Abstract: BACKGROUND: Azacitidine (AZA) is a nucleoside analog used for treatment of myelodysplasia and the prediction of AZA responsiveness is important for the therapy management. METHODS: Using microarrays and reverse-transcription quantitative-PCR, we analyzed microRNA (miRNA) expression in bone marrow CD34+ cells of 27 patients with higher-risk myelodysplastic syndromes or acute myeloid leukemia with myelodysplasia-related changes before and during AZA treatment. RESULTS: At baseline, we found that future overall response rate was significantly higher in patients with upregulated miR-17-3p and downregulated miR-100-5p and miR-133b.

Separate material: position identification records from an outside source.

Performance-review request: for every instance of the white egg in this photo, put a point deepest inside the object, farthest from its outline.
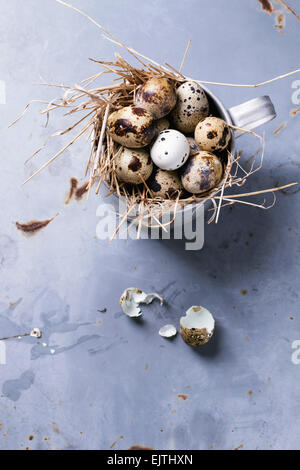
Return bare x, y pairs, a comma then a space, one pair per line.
171, 150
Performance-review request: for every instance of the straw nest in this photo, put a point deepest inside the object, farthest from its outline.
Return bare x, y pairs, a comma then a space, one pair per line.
94, 105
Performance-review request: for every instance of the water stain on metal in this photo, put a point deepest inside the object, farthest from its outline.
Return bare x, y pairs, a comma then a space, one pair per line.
138, 447
240, 447
280, 128
34, 226
55, 428
12, 389
81, 191
280, 21
294, 112
73, 187
183, 396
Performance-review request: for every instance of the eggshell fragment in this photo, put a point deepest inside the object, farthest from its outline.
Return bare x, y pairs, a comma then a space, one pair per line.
165, 184
212, 134
157, 96
168, 331
202, 173
192, 106
197, 327
131, 164
170, 150
131, 127
133, 297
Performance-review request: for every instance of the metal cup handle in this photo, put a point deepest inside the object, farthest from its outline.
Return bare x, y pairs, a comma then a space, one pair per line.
252, 114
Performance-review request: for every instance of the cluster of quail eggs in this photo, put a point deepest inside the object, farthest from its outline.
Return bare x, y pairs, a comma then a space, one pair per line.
169, 139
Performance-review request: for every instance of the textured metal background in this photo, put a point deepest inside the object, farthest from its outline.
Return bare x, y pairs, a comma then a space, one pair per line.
109, 376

Importantly, the high level of miR-100-5p at baseline was associated with shorter overall survival (HR = 4.066, P= 0.008). After AZA treatment, we observed deregulation of 30 miRNAs in responders (including downregulation of miR-10b-5p, miR-15a-5p/b-5p, miR-24-3p, and miR-148b-3p), while their levels remained unchanged in non-responders. CONCLUSIONS: Our study demonstrates that responders and non-responders have distinct miRNA patterns and that the level of specific miRNAs before therapy may predict the efficacy of AZA treatment.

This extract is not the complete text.